Publié le 2025-11-06 16:35:00. Une nouvelle lueur d’espoir pour les personnes atteintes de dégénérescence maculaire liée à l’âge (DMLA) dans sa forme sèche : un implant rétinien révolutionnaire permet de restaurer partiellement la vision, une avancée saluée comme un changement de paradigme dans la prise en charge de cette maladie jusqu’alors incurable.
- Des résultats encourageants observés chez plus de 80 % des participants d’une étude clinique internationale.
- L’implant, minuscule et sans fil, remplace la fonction des cellules rétiniennes détruites par la DMLA.
- Cette technologie, initialement développée aux États-Unis, pourrait bientôt être disponible en Europe.

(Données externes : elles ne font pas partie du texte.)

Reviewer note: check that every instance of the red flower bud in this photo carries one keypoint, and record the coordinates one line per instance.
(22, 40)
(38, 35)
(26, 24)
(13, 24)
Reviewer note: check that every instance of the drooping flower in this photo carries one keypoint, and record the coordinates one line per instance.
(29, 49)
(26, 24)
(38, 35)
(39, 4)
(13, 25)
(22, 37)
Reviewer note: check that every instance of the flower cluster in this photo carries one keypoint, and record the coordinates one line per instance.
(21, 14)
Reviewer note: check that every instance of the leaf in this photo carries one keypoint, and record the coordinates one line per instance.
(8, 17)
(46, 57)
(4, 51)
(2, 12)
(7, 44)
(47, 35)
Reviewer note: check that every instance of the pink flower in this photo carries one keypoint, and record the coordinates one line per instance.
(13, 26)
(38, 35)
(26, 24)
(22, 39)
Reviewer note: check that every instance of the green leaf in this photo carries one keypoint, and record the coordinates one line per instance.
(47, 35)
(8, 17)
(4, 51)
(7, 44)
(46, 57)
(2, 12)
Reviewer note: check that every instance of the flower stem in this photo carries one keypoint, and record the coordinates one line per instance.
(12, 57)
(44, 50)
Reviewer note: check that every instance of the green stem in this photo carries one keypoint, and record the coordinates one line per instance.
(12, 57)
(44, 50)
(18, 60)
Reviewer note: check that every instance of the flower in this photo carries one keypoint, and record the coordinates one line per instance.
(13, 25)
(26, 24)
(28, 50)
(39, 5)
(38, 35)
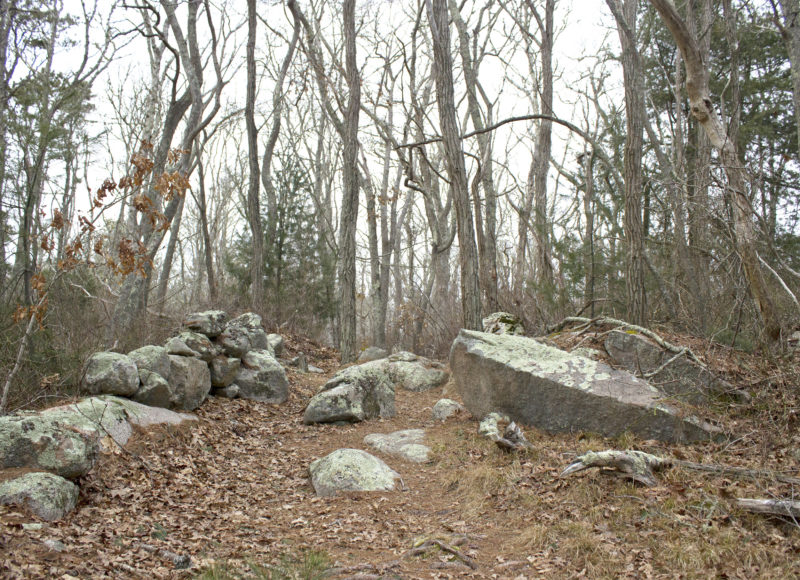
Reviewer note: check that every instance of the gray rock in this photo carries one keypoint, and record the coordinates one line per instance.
(243, 334)
(372, 353)
(176, 347)
(223, 370)
(154, 390)
(407, 444)
(262, 378)
(67, 440)
(110, 373)
(211, 322)
(550, 389)
(189, 381)
(446, 408)
(351, 470)
(354, 394)
(681, 378)
(200, 344)
(301, 362)
(503, 323)
(45, 495)
(151, 358)
(229, 392)
(275, 342)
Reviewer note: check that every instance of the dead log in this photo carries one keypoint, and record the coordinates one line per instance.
(772, 507)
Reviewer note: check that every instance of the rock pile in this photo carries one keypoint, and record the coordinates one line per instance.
(212, 355)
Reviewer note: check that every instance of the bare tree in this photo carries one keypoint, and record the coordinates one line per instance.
(438, 19)
(703, 110)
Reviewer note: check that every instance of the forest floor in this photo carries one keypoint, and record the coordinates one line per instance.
(233, 493)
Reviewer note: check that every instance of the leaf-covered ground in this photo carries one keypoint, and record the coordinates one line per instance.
(234, 491)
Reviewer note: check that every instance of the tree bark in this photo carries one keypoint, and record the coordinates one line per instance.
(443, 73)
(253, 188)
(349, 214)
(703, 110)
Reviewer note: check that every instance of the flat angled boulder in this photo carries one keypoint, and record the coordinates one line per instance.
(556, 391)
(45, 495)
(351, 470)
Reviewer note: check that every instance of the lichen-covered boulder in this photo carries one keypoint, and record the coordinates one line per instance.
(211, 322)
(354, 394)
(67, 440)
(189, 380)
(372, 353)
(558, 392)
(275, 343)
(176, 347)
(45, 495)
(110, 373)
(503, 323)
(446, 408)
(351, 470)
(154, 390)
(152, 358)
(407, 444)
(262, 378)
(243, 334)
(223, 370)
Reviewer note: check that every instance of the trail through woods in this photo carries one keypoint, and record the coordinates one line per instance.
(235, 489)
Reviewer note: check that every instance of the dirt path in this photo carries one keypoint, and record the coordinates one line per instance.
(235, 489)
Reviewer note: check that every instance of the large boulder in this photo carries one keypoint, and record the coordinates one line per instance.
(503, 323)
(351, 470)
(354, 394)
(211, 322)
(45, 495)
(243, 334)
(66, 440)
(407, 444)
(110, 373)
(262, 378)
(189, 381)
(681, 378)
(372, 353)
(151, 358)
(154, 390)
(545, 387)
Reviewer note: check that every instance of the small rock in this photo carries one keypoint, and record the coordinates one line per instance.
(176, 347)
(46, 495)
(111, 373)
(351, 470)
(406, 444)
(275, 343)
(446, 408)
(211, 322)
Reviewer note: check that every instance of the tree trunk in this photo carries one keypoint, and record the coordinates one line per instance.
(253, 193)
(791, 35)
(443, 73)
(703, 110)
(349, 214)
(625, 15)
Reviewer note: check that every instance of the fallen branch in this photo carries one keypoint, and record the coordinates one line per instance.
(640, 466)
(772, 507)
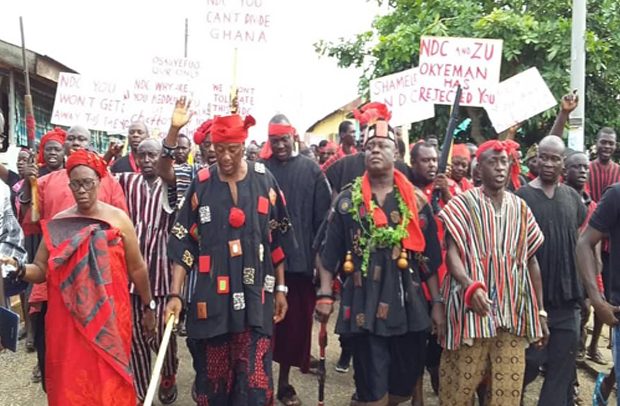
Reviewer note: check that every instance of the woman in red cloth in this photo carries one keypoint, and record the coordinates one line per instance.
(86, 257)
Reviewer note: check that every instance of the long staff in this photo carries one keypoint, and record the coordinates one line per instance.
(30, 130)
(159, 362)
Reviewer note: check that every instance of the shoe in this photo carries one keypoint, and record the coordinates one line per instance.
(342, 368)
(344, 361)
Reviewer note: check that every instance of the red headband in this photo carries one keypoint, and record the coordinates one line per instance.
(87, 158)
(371, 113)
(231, 129)
(201, 133)
(461, 150)
(57, 134)
(276, 130)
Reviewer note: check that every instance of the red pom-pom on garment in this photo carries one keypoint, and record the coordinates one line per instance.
(379, 216)
(236, 218)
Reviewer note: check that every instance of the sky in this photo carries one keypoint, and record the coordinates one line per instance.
(114, 38)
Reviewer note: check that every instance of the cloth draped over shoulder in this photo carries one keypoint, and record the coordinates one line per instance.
(495, 246)
(88, 328)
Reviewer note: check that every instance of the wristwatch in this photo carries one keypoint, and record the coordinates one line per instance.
(152, 306)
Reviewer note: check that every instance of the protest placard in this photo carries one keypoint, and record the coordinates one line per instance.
(240, 22)
(473, 63)
(400, 93)
(95, 103)
(518, 98)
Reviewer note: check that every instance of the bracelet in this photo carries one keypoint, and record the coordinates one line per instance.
(322, 296)
(176, 295)
(21, 269)
(437, 300)
(471, 289)
(166, 151)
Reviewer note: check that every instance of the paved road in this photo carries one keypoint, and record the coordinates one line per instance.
(16, 389)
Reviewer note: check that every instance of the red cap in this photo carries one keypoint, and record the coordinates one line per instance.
(87, 158)
(57, 134)
(231, 129)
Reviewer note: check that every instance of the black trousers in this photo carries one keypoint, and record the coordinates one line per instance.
(38, 321)
(559, 357)
(386, 365)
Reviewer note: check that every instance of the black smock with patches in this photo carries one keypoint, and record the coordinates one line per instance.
(308, 198)
(559, 218)
(343, 172)
(232, 293)
(386, 287)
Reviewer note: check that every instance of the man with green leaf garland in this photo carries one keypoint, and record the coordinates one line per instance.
(381, 234)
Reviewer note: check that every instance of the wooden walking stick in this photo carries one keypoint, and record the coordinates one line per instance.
(30, 131)
(159, 362)
(321, 370)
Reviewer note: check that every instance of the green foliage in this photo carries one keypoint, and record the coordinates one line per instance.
(535, 33)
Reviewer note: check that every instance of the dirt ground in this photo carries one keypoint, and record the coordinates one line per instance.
(17, 390)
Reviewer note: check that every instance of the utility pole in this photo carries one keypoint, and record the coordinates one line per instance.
(186, 38)
(578, 75)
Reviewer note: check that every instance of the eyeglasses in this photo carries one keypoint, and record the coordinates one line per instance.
(88, 184)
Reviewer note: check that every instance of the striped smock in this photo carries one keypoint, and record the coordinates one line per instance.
(495, 246)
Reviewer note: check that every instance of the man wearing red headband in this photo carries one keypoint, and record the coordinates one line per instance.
(560, 211)
(493, 291)
(461, 159)
(136, 133)
(54, 197)
(382, 240)
(346, 137)
(308, 198)
(234, 225)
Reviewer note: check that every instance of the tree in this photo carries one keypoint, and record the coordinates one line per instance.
(535, 33)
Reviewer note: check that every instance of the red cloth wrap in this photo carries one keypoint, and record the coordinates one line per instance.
(276, 130)
(57, 134)
(371, 112)
(236, 217)
(87, 158)
(30, 128)
(201, 133)
(461, 150)
(415, 239)
(471, 289)
(232, 129)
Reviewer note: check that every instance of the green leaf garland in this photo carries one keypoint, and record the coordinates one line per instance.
(374, 236)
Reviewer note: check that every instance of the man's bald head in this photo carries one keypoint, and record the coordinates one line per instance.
(137, 133)
(553, 141)
(551, 151)
(78, 137)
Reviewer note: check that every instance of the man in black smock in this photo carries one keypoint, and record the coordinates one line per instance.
(559, 211)
(383, 309)
(308, 198)
(225, 226)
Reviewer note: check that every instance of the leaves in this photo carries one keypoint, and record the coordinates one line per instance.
(535, 33)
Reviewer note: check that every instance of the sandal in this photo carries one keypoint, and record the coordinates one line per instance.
(36, 374)
(168, 392)
(288, 396)
(597, 357)
(597, 396)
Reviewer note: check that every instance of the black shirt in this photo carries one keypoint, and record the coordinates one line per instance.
(559, 218)
(606, 219)
(122, 165)
(385, 288)
(308, 198)
(344, 171)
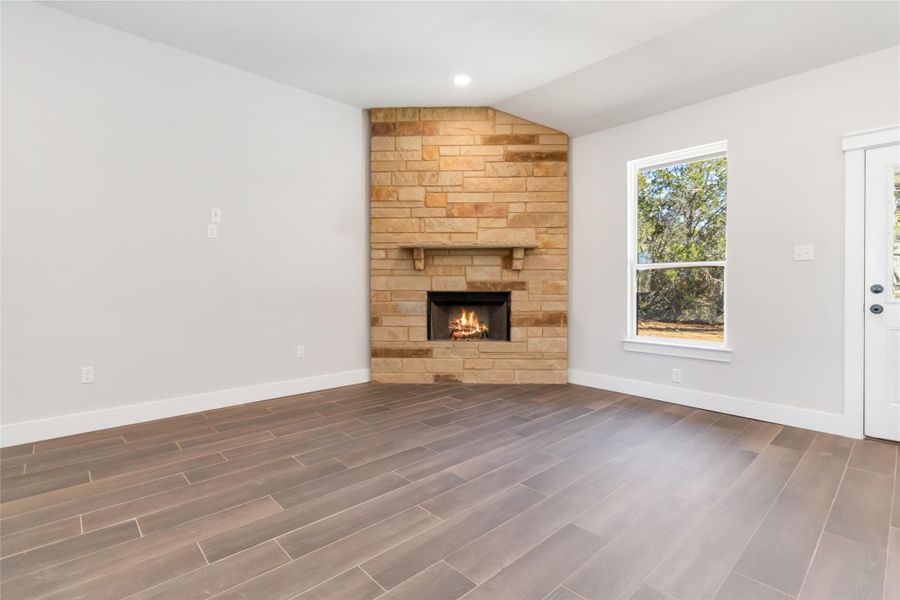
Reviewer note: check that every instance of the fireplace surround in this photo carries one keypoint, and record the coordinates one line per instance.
(468, 201)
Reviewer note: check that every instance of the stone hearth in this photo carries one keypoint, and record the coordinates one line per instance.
(469, 200)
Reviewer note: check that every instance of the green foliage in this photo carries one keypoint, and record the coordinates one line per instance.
(681, 212)
(681, 218)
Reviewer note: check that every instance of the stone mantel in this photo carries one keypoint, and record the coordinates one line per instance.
(518, 250)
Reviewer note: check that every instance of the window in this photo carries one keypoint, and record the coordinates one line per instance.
(677, 252)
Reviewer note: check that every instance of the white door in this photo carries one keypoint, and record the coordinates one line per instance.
(882, 360)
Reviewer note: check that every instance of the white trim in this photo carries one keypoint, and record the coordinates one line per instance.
(854, 286)
(855, 146)
(667, 347)
(52, 427)
(667, 159)
(744, 407)
(871, 138)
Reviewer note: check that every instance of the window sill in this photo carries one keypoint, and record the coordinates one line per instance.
(670, 348)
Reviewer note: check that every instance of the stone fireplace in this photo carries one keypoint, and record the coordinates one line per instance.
(469, 261)
(469, 316)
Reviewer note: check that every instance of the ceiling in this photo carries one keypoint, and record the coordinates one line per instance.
(576, 66)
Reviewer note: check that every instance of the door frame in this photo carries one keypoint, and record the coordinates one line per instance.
(855, 146)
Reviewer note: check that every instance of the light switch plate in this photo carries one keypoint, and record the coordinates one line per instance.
(804, 252)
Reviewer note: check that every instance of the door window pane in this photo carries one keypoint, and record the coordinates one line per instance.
(681, 212)
(686, 303)
(896, 234)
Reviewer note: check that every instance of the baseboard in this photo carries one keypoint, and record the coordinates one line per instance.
(826, 422)
(53, 427)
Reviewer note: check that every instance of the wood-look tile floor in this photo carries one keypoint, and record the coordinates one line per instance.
(451, 491)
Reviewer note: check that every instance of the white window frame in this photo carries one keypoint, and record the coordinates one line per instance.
(719, 352)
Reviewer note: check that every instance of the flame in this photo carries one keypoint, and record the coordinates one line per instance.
(467, 326)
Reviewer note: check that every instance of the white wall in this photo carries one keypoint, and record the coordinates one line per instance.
(785, 318)
(114, 149)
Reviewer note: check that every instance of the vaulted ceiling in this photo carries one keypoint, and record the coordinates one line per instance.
(576, 66)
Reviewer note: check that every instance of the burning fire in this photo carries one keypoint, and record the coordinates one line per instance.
(467, 327)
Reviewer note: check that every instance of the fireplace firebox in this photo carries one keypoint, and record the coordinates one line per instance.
(467, 316)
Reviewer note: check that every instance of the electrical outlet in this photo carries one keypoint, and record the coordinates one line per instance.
(804, 252)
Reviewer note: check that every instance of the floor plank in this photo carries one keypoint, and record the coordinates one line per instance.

La perte de vision due à la DMLA, une maladie oculaire fréquente chez les seniors, peut mener à une cécité partielle, transformant le quotidien en un paysage flou et gris. Affectant particulièrement ceux souffrant d’atrophie géographique, une forme avancée et sévère, elle touche des millions de personnes dans le monde. Cependant, une étude clinique publiée dans le prestigieux « New England Journal of Medicine » révèle des avancées thérapeutiques inédites grâce à un implant rétinien miniature.
L’étude, menée dans 17 cliniques réparties dans cinq pays, a inclus 38 patients souffrant d’une perte de vision avancée due à la DMLA. L’implant, d’une taille similaire à un grain de riz, a été inséré chirurgicalement sous la rétine. Ce dispositif, développé à partir de recherches menées à l’Université de Stanford, remplace la fonction des photorécepteurs endommagés. Connecté sans fil à une caméra intégrée dans des lunettes de réalité augmentée, il reçoit des signaux infrarouges qui activent les cellules nerveuses rétiniennes saines, transmettant ainsi des images au cerveau via le nerf optique.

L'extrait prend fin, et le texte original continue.